Voltado principalmente para as comunidades de pescadores de Garapuá, Monte Alegre e Cairu, Cinema e Sal tem três frentes de trabalho. Inicialmente, oficinas de audiovisual realizadas em cada uma das localidades capacitarão crianças de 10 a 14 anos para a produção de curtas metragens, a partir de temas e vivências locais. Os conteúdos produzidos e outros filmes que abordam a relação do homem com o mar serão exibidos e debatidos em mostras ao ar livre abertas à população. Ao fim do projeto, será criado um portal web para abrigar e socializar o material produzido pelas crianças e também outros conteúdos sugeridos por usuários.

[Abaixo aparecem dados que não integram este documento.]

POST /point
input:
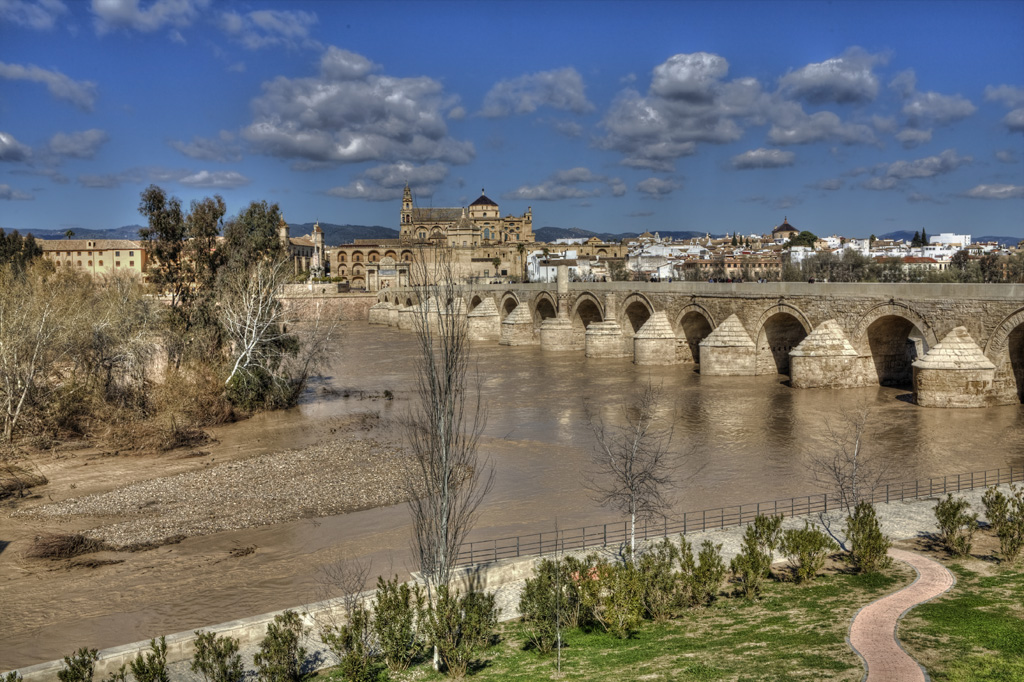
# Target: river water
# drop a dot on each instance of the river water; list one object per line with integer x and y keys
{"x": 750, "y": 438}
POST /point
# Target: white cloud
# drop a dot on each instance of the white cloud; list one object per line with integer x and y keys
{"x": 565, "y": 184}
{"x": 762, "y": 158}
{"x": 843, "y": 80}
{"x": 222, "y": 148}
{"x": 944, "y": 163}
{"x": 215, "y": 179}
{"x": 386, "y": 182}
{"x": 270, "y": 28}
{"x": 911, "y": 137}
{"x": 82, "y": 144}
{"x": 1015, "y": 120}
{"x": 80, "y": 93}
{"x": 1007, "y": 156}
{"x": 11, "y": 150}
{"x": 41, "y": 15}
{"x": 996, "y": 192}
{"x": 112, "y": 14}
{"x": 561, "y": 88}
{"x": 9, "y": 194}
{"x": 656, "y": 187}
{"x": 347, "y": 114}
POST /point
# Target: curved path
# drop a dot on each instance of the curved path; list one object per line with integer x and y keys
{"x": 872, "y": 631}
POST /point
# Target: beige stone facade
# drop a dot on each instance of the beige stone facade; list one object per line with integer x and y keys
{"x": 97, "y": 257}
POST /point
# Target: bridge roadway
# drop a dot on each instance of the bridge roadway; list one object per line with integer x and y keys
{"x": 958, "y": 345}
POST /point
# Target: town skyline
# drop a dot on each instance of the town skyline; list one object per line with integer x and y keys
{"x": 852, "y": 119}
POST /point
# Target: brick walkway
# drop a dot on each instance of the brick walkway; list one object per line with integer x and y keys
{"x": 872, "y": 632}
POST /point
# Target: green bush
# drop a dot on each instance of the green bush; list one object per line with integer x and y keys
{"x": 394, "y": 622}
{"x": 216, "y": 658}
{"x": 706, "y": 579}
{"x": 753, "y": 564}
{"x": 956, "y": 526}
{"x": 351, "y": 644}
{"x": 868, "y": 546}
{"x": 1006, "y": 515}
{"x": 153, "y": 667}
{"x": 79, "y": 666}
{"x": 281, "y": 657}
{"x": 664, "y": 590}
{"x": 543, "y": 605}
{"x": 807, "y": 550}
{"x": 459, "y": 627}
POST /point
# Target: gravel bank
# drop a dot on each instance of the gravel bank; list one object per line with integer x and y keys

Para a diretora Lara Belov, a articulação entre essas três vertentes de trabalho contribuirá para a formação de uma atitude crítica no consumo e na produção de conteúdos audiovisuais. "É normal que a população esteja passiva diante dos conteúdos audiovisuais? Não poderiam também ser criadores desses conteúdos? E se, desde cedo, se ensina uma criança a falar e a escrever, por que não ensiná-la a ‘falar’ audiovisualmente?”, questiona a cineasta.
O projeto tem patrocínio do Governo do Estado, através do Fundo de Cultura do Estado da Bahia, Secretaria da Fazenda e Secretaria de Cultura do Estado da Bahia. Iniciado dia em 9 de março, na cidade de Cairu, será concluído em 18 de abril, com a exibição da última mostra audiovisual em Monte Alegre. Ao término do projeto, 30 crianças terão sido capacitadas para narrar e perpetuar, em linguagem audiovisual, as histórias da ilha que habitam a partir do olhar local e com o suporte de tecnologias acessíveis como celulares e câmeras fotográficas.